My mind begins to wander as I gaze upon the glassy water. Just as I get to the part where Steve Buscemi arrives with a plate of pitted cherries and a box of Dream Whip, a garbage truck runs over a whale. At least, that’s what it sounds like. If not that, perhaps it was just an owl. A large owl. With pneumonia. My eyes fly open and I instinctively cringe as I look up at my erstwhile friend, the cameraman. “What in the name of all that is holy, was THAT?” I query. “Conch horn,” he replied, “and I said I was sorry about that coconut thing.” “I’m sorry. I just get a little punchy when stuff gets dropped from great heights onto my head.” I remind him, and decided for safety’s sake to refrain from further sudden movements. “What gives with the horned hoopla?” I ask softly. The cameraman examines me like I have an extra head, (and given the swelling on my noggin, that may not be far from the truth). He explains simply, “Oh, they use that whenever there’s a celebration. You’re not from around here, are you?” At that moment another long rumble could be heard for blocks. It sounded like the mating call of one exceptionally lonely yak. “Not a very auspicious sounding start to wedded bliss.” I mumble to myself, ignoring the “not from around here” comment. Instead, I watch the wedding party pose for pictures as the guests mill around getting sand in their loafers.
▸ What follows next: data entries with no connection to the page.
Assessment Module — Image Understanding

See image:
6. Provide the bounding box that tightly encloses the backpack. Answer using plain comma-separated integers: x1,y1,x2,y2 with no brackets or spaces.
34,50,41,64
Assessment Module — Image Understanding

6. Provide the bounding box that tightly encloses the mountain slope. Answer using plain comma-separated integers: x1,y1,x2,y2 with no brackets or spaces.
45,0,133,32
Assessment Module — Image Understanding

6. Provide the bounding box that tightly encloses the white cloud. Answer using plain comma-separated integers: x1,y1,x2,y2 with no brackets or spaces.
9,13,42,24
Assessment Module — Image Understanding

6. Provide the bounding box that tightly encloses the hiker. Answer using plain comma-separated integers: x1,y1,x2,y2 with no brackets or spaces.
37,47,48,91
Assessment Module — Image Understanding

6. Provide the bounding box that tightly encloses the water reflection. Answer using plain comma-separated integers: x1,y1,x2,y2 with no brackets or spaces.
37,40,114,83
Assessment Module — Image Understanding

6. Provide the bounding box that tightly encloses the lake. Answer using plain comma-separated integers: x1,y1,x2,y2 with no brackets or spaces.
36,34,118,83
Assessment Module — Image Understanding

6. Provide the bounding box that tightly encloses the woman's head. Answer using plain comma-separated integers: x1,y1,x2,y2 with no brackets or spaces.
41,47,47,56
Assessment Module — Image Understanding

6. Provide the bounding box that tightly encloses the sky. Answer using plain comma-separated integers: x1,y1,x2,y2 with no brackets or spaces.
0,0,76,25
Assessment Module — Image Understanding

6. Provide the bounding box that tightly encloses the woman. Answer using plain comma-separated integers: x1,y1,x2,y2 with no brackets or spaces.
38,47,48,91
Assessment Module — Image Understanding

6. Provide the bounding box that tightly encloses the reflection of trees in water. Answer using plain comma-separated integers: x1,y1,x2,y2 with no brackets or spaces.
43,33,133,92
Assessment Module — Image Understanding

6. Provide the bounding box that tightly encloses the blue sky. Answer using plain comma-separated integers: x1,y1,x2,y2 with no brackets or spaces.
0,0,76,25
I turn to my book, as the excitement a few yards away has finally ceased. The wedding party hops back into their limousine, their guests zoom off toward their next destination and the tourists from Michigan emerge from the water at last. A few chapters later my curiosity again gets the best of me, and I look up at my coconut dropping companion. His camera clicks and whirs as he angles to get the best pictures. “So tell me, are you with the Chamber of Commerce?” I ask. He looks down and laughs at me, “I am. How’d you guess?” “Just a hunch,” I told him, “just a hunch.” We laughed for a few moments, as I start packing up my things. I wonder how many pictures of paradise you have to take, before you convince people they not only want to, but need to live here. I guess that’s why I don’t work for the Chamber. “Hey, “I call, “Isn’t it a little bit uncomfortable up there, what with the coconuts and the tripod and all?” “Yeah,” he remarks, “but you won’t believe the view.” I smile, and make my way back toward Atlantic Boulevard, knowing that the Chamber of Commerce has won once again.
2 Comments:
I love this! You cracked me up. I've read it twice now.
Are you originally from Memphis or are you just being funny?
Great writing. And from the future, at that!